Aku mengusir tamu-tamu itu, tiga intel super elit yang berwajah murung. Aku sudah bersumpah untuk tidak lagi terlibat dalam berbagai masalah politik, ekonomi, keamanan dan apa pun di negara ini.
Kriiiing… Ponsel di atas meja berdering, aku meraihnya kemudian berdiri menjauh dari tamu-tamuku yang belum juga pulang.
“Selamat malam, mawar sedang tertidur. Angin macam apa yang memetik mimpinya?” Ucapku, memakai bahasa sandi. Aku tahu nomor yang menghubungiku itu nomor intel. Aku harus bicara dengan bahasa sandi agar tiga intel itu meskipun menguping setidaknya butuh waktu untuk mengetahui isi percakapan kami.
Lelaki di dalam ponsel bicara dalam bahasa Inggris, aku hanya mengangguk-ngangguk dan sesekali berkata yes atau no. Setelah beberapa saat, sambungan telpon terputus, telpon dari intel elit Amerika.
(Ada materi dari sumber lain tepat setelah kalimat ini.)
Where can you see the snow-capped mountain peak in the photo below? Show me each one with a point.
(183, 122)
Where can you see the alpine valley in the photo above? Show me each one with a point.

“Aku kini mengerti, kenapa kalian masih di sini.”
Tiga intel senyap itu tersenyum menatapku. Rupanya mereka sudah mengamankan semua penghuni rumah, menculiknya, menyekapnya di tempat rahasia.
“Intel Amerika itu cerdas juga, dia bisa mengetahui kedatangan kami di rumah ini, tapi terlambat. Sudahlah, ikut saja bersama kami Jendral.” Lelaki di atas sofa menunjuk ke arah ponselku. Ia tahu kalau yang tadi menelpon adalah intel elit Amerika.
“Mereka tidak terlambat, kalianlah yang bergerak lebih cepat.” ucapku.
“Keluarga Jendral sudah berada di tempat yang aman, jangan dipikirkan. Tenang saja.” Ucap intel di mulut pintu, tangannya mempersilakanku untuk keluar dari ruang baca.
“Baiklah…” Jawabku, tenang.
Aku berjalan di celah peristiwa yang tidak pernah akalku bisa menerka, seisi rumah terlihat sepi, dari pintu-pintu kamarnya yang terbuka aku bisa melihat, sudah tidak ada siapa-siapa di dalamnya.
“Ada jendral di atas jendral…” Aku bergumam.
Akalku berputar mencari kebohongan yang tak kudengar.